Hui Wang, Chenxi Huang
Abstract
Open AccessBACKGROUND We investigated the potential of the preoperative neutrophil-to-lymphocyte ratio (NLR) and soluble urokinase-type plasminogen activator receptor (suPAR) as predictive biomarkers for biochemical recurrence (BCR) following radical prostatectomy in prostate cancer (PCa). By examining these markers individually and in combination, we aimed to enhance risk stratification and improve postoperative management. MATERIAL AND METHODS A retrospective cohort of 245 patients with PCa who underwent laparoscopic radical prostatectomy were stratified into non-BCR (n=183) and BCR (n=62) groups based on a 2-year follow-up.

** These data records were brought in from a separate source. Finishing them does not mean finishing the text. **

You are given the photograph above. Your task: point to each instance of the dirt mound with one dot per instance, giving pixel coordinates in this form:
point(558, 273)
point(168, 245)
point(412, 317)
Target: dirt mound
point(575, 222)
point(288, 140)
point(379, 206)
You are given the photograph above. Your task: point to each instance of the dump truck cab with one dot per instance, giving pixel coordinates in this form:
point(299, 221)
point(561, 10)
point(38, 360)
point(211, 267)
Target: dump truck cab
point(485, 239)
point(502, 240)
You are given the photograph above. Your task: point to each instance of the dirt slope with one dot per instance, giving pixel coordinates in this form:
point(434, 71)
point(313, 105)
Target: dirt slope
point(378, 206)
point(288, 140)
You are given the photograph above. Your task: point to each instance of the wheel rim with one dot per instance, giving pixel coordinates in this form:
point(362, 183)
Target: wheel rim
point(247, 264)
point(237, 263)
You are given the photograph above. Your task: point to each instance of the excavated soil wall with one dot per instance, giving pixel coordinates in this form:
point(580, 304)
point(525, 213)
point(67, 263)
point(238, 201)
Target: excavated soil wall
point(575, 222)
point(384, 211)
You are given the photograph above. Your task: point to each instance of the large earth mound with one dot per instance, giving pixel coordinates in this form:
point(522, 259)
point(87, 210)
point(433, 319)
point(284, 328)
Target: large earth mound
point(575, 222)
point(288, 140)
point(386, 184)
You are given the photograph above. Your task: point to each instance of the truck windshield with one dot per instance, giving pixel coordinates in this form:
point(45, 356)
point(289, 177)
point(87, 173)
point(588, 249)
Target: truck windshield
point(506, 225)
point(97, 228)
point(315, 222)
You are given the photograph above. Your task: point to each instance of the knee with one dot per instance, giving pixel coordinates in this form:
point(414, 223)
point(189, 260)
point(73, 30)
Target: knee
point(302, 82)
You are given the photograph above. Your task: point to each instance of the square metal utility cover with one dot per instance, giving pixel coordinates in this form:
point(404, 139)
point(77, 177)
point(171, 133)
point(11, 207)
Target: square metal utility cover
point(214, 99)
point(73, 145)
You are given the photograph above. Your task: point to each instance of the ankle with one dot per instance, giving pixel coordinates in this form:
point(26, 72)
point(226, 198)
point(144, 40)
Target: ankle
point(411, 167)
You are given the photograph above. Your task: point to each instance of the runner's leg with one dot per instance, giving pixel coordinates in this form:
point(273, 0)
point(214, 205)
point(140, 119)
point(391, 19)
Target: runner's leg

We collected comprehensive clinical and pathological data, calculated preoperative NLR, and measured serum suPAR using ELISA. Cox regression analysis identified independent risk factors for BCR, while ROC curves evaluated the predictive power of NLR, suPAR, and their combination. Kaplan-Meier survival analysis assessed BCR risk associated with varying levels of these biomarkers. RESULTS Preoperative NLR and suPAR levels were significantly higher in the BCR group. Multivariate Cox regression identified several independent risk factors for BCR, including preoperative PSA ≥20 ng/mL, pathological T3-T4 stage, positive surgical margins, and elevated NLR and suPAR levels. ROC analysis showed NLR and suPAR combined (AUC: 0.943, 95% CI: 0.911-0.975) significantly outperformed the predictive accuracy of each marker alone, with standalone AUCs of 0.873 for NLR and 0.881 for suPAR. CONCLUSIONS Elevated preoperative NLR and suPAR are strongly associated with increased BCR risk after radical prostatectomy in patients with PCa. Combined assessment of these biomarkers offers a superior predictive tool, facilitating personalized risk stratification and potentially guiding tailored postoperative management strategies in PCa care.